Other reviews have tried to synthesize evidence on LTC preferences of dementia patients (Lepper et al. 2020), institutionalization factors for entering a nursing home for older adults (Luppa et al. 2010) or instruments for measuring outcomes within aged care (Bulamu et al. 2015). Such reviews underline the purpose of trying to reduce the complexity within the field of LTC by attempting to systematically reveal and condense the heterogeneity of results and studies. This systematic review builds upon the recent scoping review by Lehnert et al. (2019) by additionally capturing the period from February 2016 to October 2020 and including preferences for nursing home as well as dementia care. We included a total of 34 additional studies from 2016 to October 2020. The inclusion of these recent studies showcase the very dynamic research interest in LTC preferences. Additionally, two-thirds of the included DCE and conjoint analyses were conducted in this period. Such elicitation techniques have considerably increased in the last few years as a way to quantify preferences (Soekhai et al. 2019).

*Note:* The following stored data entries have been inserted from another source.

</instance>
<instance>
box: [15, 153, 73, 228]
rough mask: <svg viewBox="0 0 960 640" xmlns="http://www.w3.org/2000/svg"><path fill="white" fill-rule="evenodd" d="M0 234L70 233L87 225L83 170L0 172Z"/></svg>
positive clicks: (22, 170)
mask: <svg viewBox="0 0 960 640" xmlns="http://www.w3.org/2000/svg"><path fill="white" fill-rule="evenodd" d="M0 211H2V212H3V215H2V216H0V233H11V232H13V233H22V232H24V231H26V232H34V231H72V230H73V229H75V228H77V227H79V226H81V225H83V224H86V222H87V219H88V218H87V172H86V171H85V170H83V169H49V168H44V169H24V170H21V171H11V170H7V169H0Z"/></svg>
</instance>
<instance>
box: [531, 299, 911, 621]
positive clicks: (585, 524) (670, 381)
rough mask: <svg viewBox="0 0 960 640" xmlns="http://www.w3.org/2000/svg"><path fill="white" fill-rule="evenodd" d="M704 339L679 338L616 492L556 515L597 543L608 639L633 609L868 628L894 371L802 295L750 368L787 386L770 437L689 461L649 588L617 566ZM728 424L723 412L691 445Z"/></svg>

Implications for research and policy

In the design of LTC systems, the demand for preference data has increased over the last few years as a way to integrate people’s priorities, needs and expectations. National governments need to establish sustainable and affordable LTC systems to evolve with the on-going demographic developments. The heterogeneous methods and LTC operationalizations used in the included studies mirror the national LTC systems and their confrontation with LTC in general. Thus, comparing preferences across countries is onerous. National preference data should be consulted especially for improving policies and LTC structures. Against the background of changing social developments, studies are needed that investigate LTC preferences and needs from the perspective of care-dependent older adults as well as (potential) informal caregivers. Further research is needed on people’s willingness to care as well as their realistic capabilities to ease the immense physical and psychological strain most informal caregivers experience. As informal caregiving is still considered as an essential pillar of most LTC systems, willingness to care as an indicator of the informal care potential of each country is vital. Nevertheless, to avoid caregivers becoming the next generation of care-dependent people due to immense burden, LTC services should ideally be available to supplement informal care right from the beginning. Therefore, preference-based data on how LTC services such as home-based or nursing home care should look like is needed.

Conclusion

Irrespective of the heterogeneity of the included studies, the majority of study participants preferred to “age in place” and make use of home-based services or informal care by family members in case of becoming care-dependent. With increasing severity of functional and especially cognitive impairment, preferences shifted toward an exclusive use of formal care services. Several influencing factors were investigated and reported that might explain such preferences; however, none showed consistent effects across all studies. The inclusion of preference data in the design of LTC systems can constitute an important part in finding sustainable and affordable LTC solutions that specifically support caregivers and mirror the needs and wishes of people in need of care. As shown by the rapid rise in published studies in recent years, the research interest in LTC preferences is consistently increasing. Future research should additionally investigate the changes in preferences across time and generations as well as research people’s willingness to care and their realistic capability to care next to other responsibilities such as occupation and children in the household.